As we reported first thing this morning, Spain, while happy to receive the effect of plunging bond yields, most certainly does not want the cause - requesting the inevitable sovereign bailout. To paraphrase Italy's undersecretary of finance, Gianfranco Polillo: "There won’t be any nation that voluntarily, with a preemptive move, even if rationally justified, would go to an international body and say -- ‘I give up my national sovereignty." He is spot on. However, the one thing that will force countries to request a bailout is the inevitable outcome of soaring budget deficits: i.e., running out of cash (as calculated here previously, an event Spain has to certainly look forward to all else equal). Which simply means that sooner or later Mariano Rajoy will have to throw in the towel and push the red button, knowing full well it most certainly means the end of his administration, and very likely substantial social and political unrest for a country which already has 25% unemployment, all just to preserve the ability to fund its deficits, instead of biting the bullet and slashing public spending (and funding needs), which too would cause social unrest - hence no way out. But why would a bailout request result in unrest? Reuters finally brings us the details of what the Spanish bailout would entail, and they are not pretty: "Spain is considering freezing pensions and speeding up a planned rise in the retirement age as it races to cut spending and meet conditions of an expected international sovereign aid package, sources with knowledge of the matter said...The accelerated raising of the retirement age to 67 from 65, currently scheduled to take place over 15 years, is a done deal, the sources said. The elimination of an inflation-linked annual pension hike is still being considered."
More from Reuters:
The new pensions steps, which could be announced as soon as next week along with the 2013 budget, would send a strong signal to investors that Spain is serious about implementing structural reforms it has delayed because of the political cost.

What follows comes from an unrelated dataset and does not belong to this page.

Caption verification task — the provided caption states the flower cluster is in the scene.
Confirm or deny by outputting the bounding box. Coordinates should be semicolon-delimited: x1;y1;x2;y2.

Prime Minister Mariano Rajoy, who was forced earlier this year to break campaign pledges such as not raising taxes, has repeatedly said he would not touch pensions, but he has few options left to trim the budget after drastic cost cuts.
He toned down his language last week and said it would be "the last thing" he would do. On Tuesday, Deputy Prime Minister Soraya Saenz de Santamaria said the government was not implementing any cut on the pensions "for the time being".
Sources with knowledge of the government's thinking said Rajoy's comments were a sign that his stance was shifting.
"He just said that he would not cut the pensions. But did you hear anything else? We both know that there are several ways of cutting. One is to simply leave them steady against inflation," said one of the sources.
A second source said the acceleration in the change in the retirement age was backed by the government while a third source, who discussed the issue with senior Spanish officials, said a freeze was expected.
"Not increasing them is also an adjustment," the third source said.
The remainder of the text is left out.